A Model for Project-Based, Interdisciplinary Learning
“To develop coursework that mirrors the world beyond campus, faculty members must climb out of their disciplinary silos and engage in open-ended exploration alongside their students,” writes reporter Beth McMurtrie in a recent article in The Chronicle of Higher Education. The story looks at JMU X-Labs, a four-year-old program at James Madison University that combines project-based learning and unscripted, open-ended research to help students develop ways to tackle complex societal problems. For example, a group of students could design a drone to ameliorate environmental problems or develop medical technology to help with the opioid crisis in the U.S. Students at the end of the program produce a prototype of product or service, although some groups do not make it to this final stage of planning.
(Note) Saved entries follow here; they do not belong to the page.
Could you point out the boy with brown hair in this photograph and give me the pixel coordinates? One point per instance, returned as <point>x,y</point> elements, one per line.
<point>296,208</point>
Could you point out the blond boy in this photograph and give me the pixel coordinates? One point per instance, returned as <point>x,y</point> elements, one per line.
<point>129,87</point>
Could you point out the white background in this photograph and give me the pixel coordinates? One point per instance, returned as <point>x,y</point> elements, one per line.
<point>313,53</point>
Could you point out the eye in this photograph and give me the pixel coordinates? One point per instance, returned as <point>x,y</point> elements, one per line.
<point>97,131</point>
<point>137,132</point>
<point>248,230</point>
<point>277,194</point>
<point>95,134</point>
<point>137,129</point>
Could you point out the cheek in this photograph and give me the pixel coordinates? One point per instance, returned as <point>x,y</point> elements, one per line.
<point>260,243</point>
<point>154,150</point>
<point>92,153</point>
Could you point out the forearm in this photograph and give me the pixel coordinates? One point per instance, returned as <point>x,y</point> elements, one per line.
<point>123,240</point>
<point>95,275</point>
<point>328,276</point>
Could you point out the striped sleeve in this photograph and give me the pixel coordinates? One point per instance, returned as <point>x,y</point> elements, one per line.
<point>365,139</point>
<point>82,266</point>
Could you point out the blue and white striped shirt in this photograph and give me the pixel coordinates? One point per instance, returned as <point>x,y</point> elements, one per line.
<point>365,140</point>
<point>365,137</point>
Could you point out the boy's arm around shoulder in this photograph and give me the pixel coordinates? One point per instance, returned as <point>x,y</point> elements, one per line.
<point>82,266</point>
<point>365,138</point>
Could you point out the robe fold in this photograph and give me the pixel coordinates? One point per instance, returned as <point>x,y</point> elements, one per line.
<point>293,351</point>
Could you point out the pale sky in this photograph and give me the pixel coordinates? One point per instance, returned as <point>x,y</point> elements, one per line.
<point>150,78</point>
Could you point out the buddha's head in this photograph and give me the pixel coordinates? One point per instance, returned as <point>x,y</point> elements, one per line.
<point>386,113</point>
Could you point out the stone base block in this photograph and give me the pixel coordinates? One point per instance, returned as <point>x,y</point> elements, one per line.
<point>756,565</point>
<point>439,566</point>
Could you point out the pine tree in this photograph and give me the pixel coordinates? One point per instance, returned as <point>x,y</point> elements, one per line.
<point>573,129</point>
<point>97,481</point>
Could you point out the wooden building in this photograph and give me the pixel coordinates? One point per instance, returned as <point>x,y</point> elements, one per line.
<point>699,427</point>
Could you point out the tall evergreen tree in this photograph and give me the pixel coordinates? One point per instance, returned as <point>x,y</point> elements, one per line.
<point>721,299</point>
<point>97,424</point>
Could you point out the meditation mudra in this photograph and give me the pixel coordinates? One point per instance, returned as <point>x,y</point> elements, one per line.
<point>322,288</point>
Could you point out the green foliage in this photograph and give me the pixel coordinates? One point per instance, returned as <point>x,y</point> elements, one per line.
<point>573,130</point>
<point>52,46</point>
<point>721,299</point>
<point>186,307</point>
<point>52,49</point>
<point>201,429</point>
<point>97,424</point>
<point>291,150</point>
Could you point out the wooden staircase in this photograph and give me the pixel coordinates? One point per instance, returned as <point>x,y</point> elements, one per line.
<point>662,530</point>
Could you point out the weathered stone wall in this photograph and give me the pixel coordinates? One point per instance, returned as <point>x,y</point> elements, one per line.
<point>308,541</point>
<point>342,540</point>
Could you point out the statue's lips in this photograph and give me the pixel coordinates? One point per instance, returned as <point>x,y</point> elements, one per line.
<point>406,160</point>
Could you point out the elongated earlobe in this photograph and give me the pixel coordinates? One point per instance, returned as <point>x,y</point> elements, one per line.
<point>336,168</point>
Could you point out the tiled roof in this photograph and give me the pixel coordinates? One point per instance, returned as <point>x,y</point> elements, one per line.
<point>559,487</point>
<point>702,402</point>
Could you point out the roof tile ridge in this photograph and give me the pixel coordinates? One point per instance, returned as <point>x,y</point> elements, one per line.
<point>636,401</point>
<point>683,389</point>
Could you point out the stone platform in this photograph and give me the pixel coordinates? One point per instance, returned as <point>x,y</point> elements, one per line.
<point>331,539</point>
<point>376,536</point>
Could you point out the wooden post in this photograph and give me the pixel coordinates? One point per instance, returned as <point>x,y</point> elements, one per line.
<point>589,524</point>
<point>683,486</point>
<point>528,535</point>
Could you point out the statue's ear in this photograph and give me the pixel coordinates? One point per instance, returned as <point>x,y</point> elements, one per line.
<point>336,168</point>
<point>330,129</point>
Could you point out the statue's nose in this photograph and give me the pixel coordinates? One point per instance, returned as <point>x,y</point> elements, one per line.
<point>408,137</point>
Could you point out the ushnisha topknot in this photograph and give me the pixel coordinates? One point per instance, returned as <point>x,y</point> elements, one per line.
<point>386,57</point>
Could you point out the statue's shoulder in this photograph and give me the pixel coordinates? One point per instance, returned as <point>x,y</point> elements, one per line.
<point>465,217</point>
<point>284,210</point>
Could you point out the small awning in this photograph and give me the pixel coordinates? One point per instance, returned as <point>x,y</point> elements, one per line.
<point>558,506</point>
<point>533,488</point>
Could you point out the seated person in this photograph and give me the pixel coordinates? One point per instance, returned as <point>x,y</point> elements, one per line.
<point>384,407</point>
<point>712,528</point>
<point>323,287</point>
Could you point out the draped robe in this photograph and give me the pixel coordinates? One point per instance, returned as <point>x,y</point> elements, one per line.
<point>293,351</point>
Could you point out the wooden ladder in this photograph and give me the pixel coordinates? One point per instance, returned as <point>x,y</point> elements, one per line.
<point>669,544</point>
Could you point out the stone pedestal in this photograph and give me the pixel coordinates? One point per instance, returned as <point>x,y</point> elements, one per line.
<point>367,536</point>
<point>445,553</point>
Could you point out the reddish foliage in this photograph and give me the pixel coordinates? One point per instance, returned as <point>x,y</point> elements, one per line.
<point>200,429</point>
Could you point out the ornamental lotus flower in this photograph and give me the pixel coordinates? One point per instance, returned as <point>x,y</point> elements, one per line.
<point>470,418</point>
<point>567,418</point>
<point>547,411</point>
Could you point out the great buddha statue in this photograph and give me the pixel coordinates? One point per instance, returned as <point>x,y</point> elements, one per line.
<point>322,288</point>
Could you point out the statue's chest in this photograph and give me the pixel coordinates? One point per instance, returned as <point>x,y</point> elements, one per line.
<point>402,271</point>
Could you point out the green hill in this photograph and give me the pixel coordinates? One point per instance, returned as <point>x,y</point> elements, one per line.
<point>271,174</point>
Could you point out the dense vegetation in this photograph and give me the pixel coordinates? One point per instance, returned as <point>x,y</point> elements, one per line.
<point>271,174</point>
“In the age of standardized tests, where there’s always a rubric and right answer and a checklist to get an A, some students can’t handle that,” X-Labs head Nick Swayne said in the story. “We’ve had some students say, ‘This is crazy, I can’t do that.’ We’ve had some faculty say, ‘This is crazy, I’m used to being in charge and you can’t do that.’ We say, ‘This is life.’”
The lab’s courses are modeled after design thinking, a concept developed by Stanford’s Hasso Plattner Institute of Design, or “d.school.” Students read and interview sources extensively and then present their findings as a team to faculty, who critically evaluate their ideas. In this approach, the research and development process is as important as the final product.
Faculty use backward design to create the courses and evaluate students through portfolio-style assessments. Some professors said that they continue to hear about students developing their ideas even after class is over. “The confidence they build from trial and error seems to have a pretty big effect because they see that a failure isn’t a life failure,” Patrice Ludwig, an assistant professor of biology who has been involved with X-Labs since its inception, said in the story.